Расстроенный Адамберг поднялся по лестнице и зашагал по набережной к Сен-Жермен. По дороге позвонил психиатру Мартену-Пешра – повезло, что он сумел запомнить такую фамилию, – с которым познакомился не так давно в связи с проведением экспертизы на дееспособность. Таких, как он, по первому впечатлению обычно называют просто жизнерадостными толстяками, однако этот бородатый мужчина с густой шевелюрой обладал бездонным умом, был настоящим ученым, невозмутимым и красноречивым, смешливым и печальным – в зависимости от обстоятельств или от того, какой стороной, пылкой или сумеречной, поворачивалась к миру его душа на очередном витке жизни.

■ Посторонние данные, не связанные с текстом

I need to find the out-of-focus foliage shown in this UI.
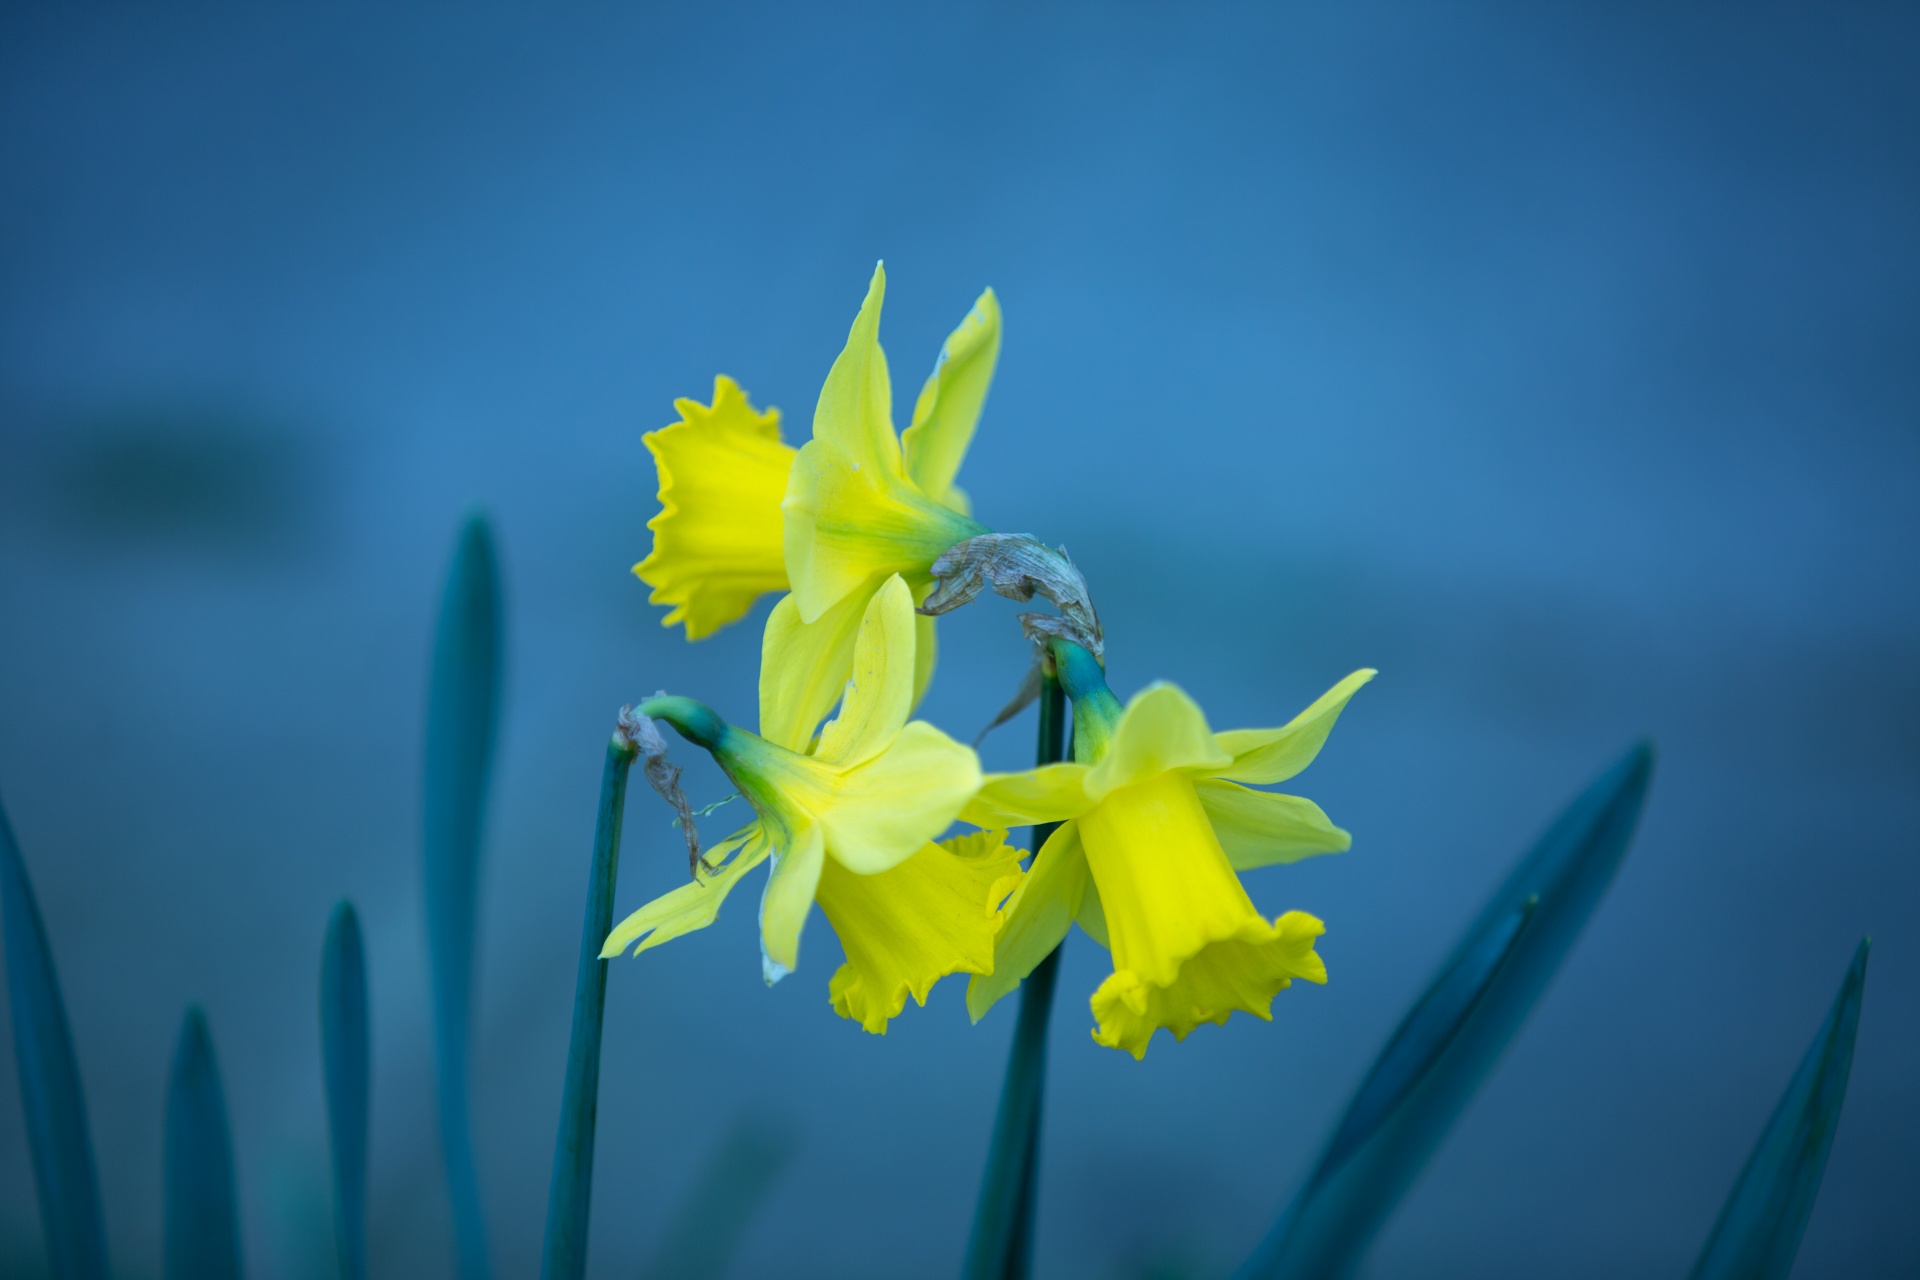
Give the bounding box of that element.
[1689,940,1869,1280]
[421,513,504,1280]
[1236,744,1653,1279]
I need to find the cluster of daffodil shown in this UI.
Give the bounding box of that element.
[602,265,1373,1057]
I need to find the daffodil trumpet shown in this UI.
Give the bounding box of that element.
[963,640,1375,1058]
[601,575,1023,1034]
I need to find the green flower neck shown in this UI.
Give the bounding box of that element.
[1048,639,1121,764]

– Доктор Мартен-Пешра? Это комиссар Адамберг. Вы меня помните? Экспертиза Франка Маллони.
– Конечно. Очень рад вас слышать.
– А мне хотелось бы с вами увидеться.
– Снова экспертиза?
– Нет, мне нужно узнать ваше мнение по поводу отшельниц, женщин, которые отрезают себя от мира.
– Которые жили в Средние века? Это не по моей части, Адамберг.
– Про Средние века у меня есть вся нужная информация. Я имею в виду наше время.
– Но отшельниц больше нет, комиссар.
– Когда мне было двенадцать лет, я с одной такой познакомился. Возможно, теперь и с другой.
– Комиссар, я один на один сражаюсь со слишком жирным бланкетом из телятины, и мне скучно, а я очень плохо это переношу. Я на площади Сент-Андре-дез-Ар, слева от табачной лавки.
– Буду через десять минут.
– Вам заказать еду? Я только что начал обедать.
– Спасибо, доктор, выберите мне что-нибудь сами.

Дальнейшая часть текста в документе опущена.